POS tagging is a critical step in many **downstream NLP tasks**, including:
- **Named Entity Recognition (NER)**: Identifying proper nouns (people, places, organizations) relies on tagging nouns and other POS categories.
- **Syntactic Parsing**: Understanding sentence structure (subjects, predicates, objects) requires knowledge of each word's part of speech.
- **Machine Translation**: Translating a sentence accurately requires understanding how each word functions in a sentence, which is made possible by POS tagging.
- **Sentiment Analysis**: POS tags can help identify adjectives and adverbs, which are often key to understanding sentiment.
  
By assigning POS tags, NLP systems can analyze the grammatical structure and meaning of text, improving the performance of these downstream tasks.

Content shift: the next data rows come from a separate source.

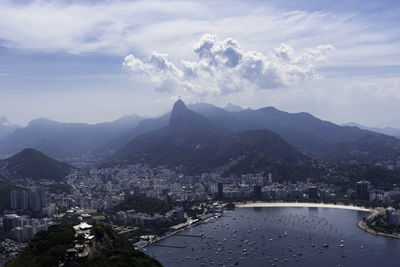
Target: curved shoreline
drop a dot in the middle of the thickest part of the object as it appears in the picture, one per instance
(361, 224)
(299, 205)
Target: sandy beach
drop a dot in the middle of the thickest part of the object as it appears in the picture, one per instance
(298, 204)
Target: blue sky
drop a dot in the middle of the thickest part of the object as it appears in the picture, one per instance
(93, 61)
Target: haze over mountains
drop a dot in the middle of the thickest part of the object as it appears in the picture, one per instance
(65, 140)
(395, 132)
(30, 163)
(202, 136)
(6, 127)
(199, 145)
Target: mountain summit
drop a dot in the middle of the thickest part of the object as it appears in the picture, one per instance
(198, 145)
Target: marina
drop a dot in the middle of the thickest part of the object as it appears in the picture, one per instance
(278, 236)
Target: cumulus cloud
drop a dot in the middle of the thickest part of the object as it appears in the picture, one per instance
(223, 67)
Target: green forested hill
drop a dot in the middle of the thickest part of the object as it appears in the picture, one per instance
(48, 249)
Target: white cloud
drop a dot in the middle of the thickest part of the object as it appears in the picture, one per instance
(223, 67)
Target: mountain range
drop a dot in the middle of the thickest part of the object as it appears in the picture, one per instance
(197, 144)
(6, 127)
(210, 128)
(65, 140)
(395, 132)
(30, 163)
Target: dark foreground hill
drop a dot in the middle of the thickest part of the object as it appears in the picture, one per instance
(199, 145)
(30, 163)
(108, 249)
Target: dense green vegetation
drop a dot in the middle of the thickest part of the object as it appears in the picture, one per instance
(5, 190)
(199, 145)
(30, 163)
(379, 224)
(144, 204)
(60, 188)
(380, 177)
(48, 249)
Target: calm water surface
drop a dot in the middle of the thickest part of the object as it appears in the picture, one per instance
(280, 237)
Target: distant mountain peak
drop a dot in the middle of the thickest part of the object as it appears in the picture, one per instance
(232, 107)
(181, 115)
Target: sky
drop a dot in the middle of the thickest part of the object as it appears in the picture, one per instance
(95, 61)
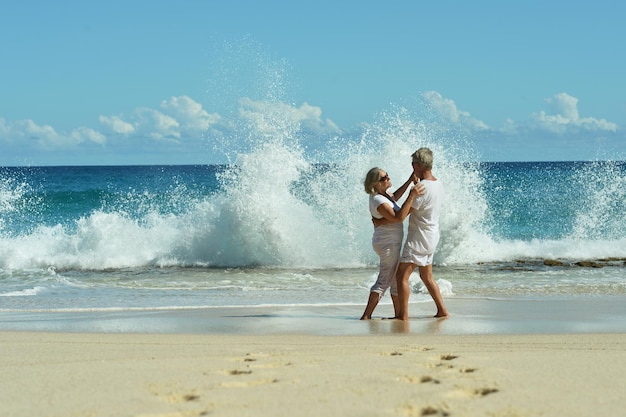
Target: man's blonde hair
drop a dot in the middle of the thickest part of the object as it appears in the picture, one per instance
(423, 157)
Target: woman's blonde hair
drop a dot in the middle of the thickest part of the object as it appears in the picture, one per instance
(372, 177)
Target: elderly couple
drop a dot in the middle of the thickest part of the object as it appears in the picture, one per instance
(424, 205)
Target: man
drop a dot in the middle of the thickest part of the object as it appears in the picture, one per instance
(422, 236)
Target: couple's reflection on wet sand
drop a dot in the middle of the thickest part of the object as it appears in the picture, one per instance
(420, 324)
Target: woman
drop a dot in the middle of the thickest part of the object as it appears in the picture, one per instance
(387, 238)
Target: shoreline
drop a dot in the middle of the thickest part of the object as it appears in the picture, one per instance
(192, 375)
(547, 315)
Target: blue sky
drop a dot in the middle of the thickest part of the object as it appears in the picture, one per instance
(169, 82)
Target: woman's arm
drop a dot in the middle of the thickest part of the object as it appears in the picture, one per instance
(390, 216)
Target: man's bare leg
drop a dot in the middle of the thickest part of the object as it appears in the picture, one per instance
(402, 277)
(426, 274)
(372, 302)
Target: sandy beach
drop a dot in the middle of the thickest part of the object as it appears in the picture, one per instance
(380, 373)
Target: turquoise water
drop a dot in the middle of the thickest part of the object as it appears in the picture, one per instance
(152, 237)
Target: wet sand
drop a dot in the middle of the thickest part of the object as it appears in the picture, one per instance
(490, 358)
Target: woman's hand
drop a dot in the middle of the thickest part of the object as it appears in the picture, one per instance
(417, 190)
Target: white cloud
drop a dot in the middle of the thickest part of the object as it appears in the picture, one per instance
(564, 117)
(189, 113)
(27, 132)
(178, 118)
(447, 109)
(115, 124)
(283, 118)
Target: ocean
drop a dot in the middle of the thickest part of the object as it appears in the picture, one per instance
(276, 228)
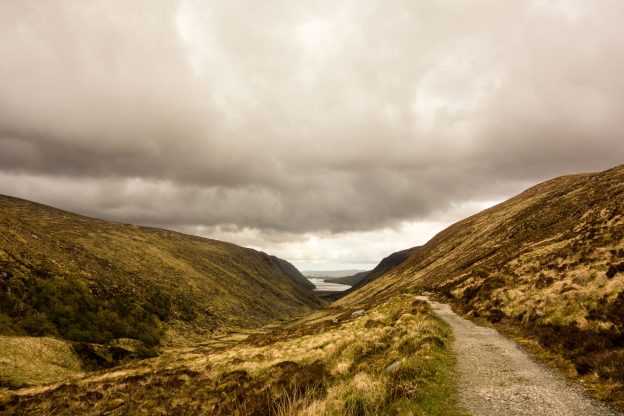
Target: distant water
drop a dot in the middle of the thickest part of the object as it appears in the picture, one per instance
(321, 284)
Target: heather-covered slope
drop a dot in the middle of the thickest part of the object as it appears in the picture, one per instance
(549, 262)
(84, 279)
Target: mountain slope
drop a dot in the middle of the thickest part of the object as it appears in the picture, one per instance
(549, 261)
(84, 279)
(291, 271)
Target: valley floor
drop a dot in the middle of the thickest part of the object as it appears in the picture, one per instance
(380, 359)
(497, 378)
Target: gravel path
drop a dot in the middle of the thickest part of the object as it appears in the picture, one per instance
(498, 378)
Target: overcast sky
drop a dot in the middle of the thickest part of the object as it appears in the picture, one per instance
(329, 133)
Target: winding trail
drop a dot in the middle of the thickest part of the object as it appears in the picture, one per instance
(498, 378)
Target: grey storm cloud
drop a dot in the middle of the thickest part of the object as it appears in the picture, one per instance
(302, 116)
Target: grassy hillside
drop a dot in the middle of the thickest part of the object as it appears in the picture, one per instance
(548, 263)
(388, 359)
(87, 280)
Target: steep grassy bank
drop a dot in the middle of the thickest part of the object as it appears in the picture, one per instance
(334, 362)
(548, 262)
(93, 282)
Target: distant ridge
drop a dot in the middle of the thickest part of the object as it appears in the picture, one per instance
(291, 271)
(84, 279)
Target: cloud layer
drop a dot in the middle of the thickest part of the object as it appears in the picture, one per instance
(295, 118)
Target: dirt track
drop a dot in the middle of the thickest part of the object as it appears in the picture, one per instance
(498, 378)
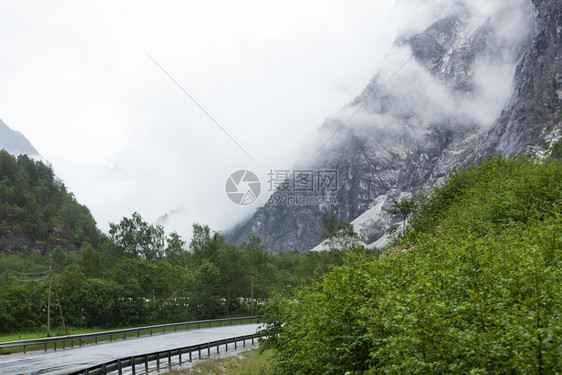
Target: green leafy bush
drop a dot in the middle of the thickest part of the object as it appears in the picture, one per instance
(474, 288)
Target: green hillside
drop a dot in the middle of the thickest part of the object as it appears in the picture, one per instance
(36, 211)
(475, 287)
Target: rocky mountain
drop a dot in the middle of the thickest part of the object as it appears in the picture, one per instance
(16, 143)
(471, 84)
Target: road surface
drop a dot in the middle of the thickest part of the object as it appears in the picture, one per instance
(68, 360)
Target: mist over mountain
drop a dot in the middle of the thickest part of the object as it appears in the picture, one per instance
(483, 78)
(16, 143)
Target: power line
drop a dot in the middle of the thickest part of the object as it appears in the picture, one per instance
(201, 107)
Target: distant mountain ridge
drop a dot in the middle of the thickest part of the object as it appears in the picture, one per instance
(15, 142)
(449, 106)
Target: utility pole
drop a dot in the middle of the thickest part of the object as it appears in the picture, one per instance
(60, 308)
(49, 304)
(252, 294)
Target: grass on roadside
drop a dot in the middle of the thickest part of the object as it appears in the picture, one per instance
(58, 331)
(253, 362)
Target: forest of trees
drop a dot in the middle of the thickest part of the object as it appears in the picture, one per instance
(473, 287)
(35, 203)
(134, 275)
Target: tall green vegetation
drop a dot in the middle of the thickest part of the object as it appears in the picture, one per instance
(475, 286)
(34, 203)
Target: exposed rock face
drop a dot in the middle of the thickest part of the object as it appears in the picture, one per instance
(441, 109)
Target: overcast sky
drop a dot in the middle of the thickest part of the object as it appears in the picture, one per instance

#### What are some challenges associated with POS tagging?

Some of the main challenges in POS tagging include:
- **Ambiguity**: Many words can have different parts of speech depending on context. For example, the word "run" can be both a noun ("a run") and a verb ("to run"). The tagger must use context to disambiguate.
- **Out-of-Vocabulary Words**: Unknown or rare words that do not appear in the training data can be difficult to tag correctly.
- **Complex Sentence Structures**: POS tagging can become challenging with more complex sentences, especially when dealing with multiple clauses or nested structures.
- **Errors in Tokenization**: If the sentence is not tokenized properly (e.g., by missing punctuation or splitting multi-word phrases), POS tagging accuracy can suffer.




#### How does the `pos_tag()` function handle words with multiple meanings?

- The `pos_tag()` function in NLTK uses context to handle words with multiple meanings.
- It utilizes the **Averaged Perceptron Tagger**, a statistical model that considers not only the word itself but also the words around it (context) to make decisions.
- For example:
  - **Word**: "run"
    - In "I go for a run," it is tagged as a noun (NN).
    - In "I run every day," it is tagged as a verb (VB).
  
- The tagger uses surrounding words to determine the most likely tag for ambiguous words.